On March 26, 2024, the Francis Scott Key Bridge in Baltimore collapsed when the container ship Dali lost electric power and propulsion and impacted one of the main piers of the bridge. The collapse resulted in six deaths and an estimated six billion dollars in property and economic loss. This catastrophe was 100% preventable if the electrical engineers in charge of the electrical system of the ship, mechanical engineers in charge of the propulsion and rudder control, or the bridge engineers in charge of the structural safety of the bridge piers had fulfilled their responsibility to “Hold paramount the safety, health, and welfare of the public” as the 1st Canon of the Code of Ethics for Engineers states. All three groups failed to do so.

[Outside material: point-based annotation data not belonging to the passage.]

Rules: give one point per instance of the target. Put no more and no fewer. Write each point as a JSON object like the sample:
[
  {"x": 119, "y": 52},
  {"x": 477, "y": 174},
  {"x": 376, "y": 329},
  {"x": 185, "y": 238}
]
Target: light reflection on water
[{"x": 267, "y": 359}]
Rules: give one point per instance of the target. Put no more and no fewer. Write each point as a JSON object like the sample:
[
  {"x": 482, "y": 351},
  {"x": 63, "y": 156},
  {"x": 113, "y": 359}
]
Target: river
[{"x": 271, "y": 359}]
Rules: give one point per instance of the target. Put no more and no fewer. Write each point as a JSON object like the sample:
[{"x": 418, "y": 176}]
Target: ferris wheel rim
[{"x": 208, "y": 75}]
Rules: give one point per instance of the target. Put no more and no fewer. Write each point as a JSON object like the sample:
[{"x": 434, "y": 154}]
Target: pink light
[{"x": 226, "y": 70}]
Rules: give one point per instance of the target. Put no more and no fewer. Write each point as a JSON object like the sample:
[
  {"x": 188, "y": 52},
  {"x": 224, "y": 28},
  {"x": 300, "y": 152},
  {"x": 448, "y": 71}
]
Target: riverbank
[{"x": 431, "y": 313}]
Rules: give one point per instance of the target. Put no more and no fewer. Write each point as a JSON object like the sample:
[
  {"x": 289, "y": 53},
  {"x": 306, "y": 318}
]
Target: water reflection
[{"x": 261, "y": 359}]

After the 1980 ship collision collapse of the Florida Sunshine Skyway Bridge, where 35 people perished, the FHWA/AASHTO developed specific bridge engineering Guide Specification (i.e. standard) on how to establish the probability of a catastrophic bridge collapse in case of a ship collision incident. If that probability exceeded one in 10,000, the Guide Specification had specific procedures on how to strengthen the piers to withstand the ship impact or to design and construct protection systems such as dolphins at a short distance from the pier to prevent the ship impacting the pier. FHWA released the Guide Specification in 1991, and any bridge exposed to ship collision built after 1996 had to satisfy the requirements of this FHWA/AASHTO Guide Specifications. There were no requirements for the potentially vulnerable existing bridges to be evaluated for this severe safety problem and retrofitted if needed.  If bridge engineers at Maryland Transportation Authority, especially the Chief Bridge Engineers, had been concerned with this safety issue and had conducted a ship collision vulnerability study, they would have found out that the probability of catastrophic collapse of the Francis Scott Key Bridge was 32 times the limit set by the FHWA/AASHTO Guide Specification as the post-collapse investigation of the NTSB established.

The first part of the webinar will discuss ship’s and bridge’s vulnerabilities, and the cause of the collapse. The second part of the webinar focuses on the engineering ethics violations in the design, inspection, and maintenance of both the ship and the bridge.

Finally, Dr. Astaneh will discuss the lessons that we can learn from this case on how not only we “hold safety paramount” in our engineering practice, but also to be able to convince the policymakers and those in charge of budget allocation that they too need to place the highest priority on the safety, especially when, as the case was here, there is solid engineering evidence that most likely there is a public safety catastrophe in the horizon and had to be mitigated as soon as possible.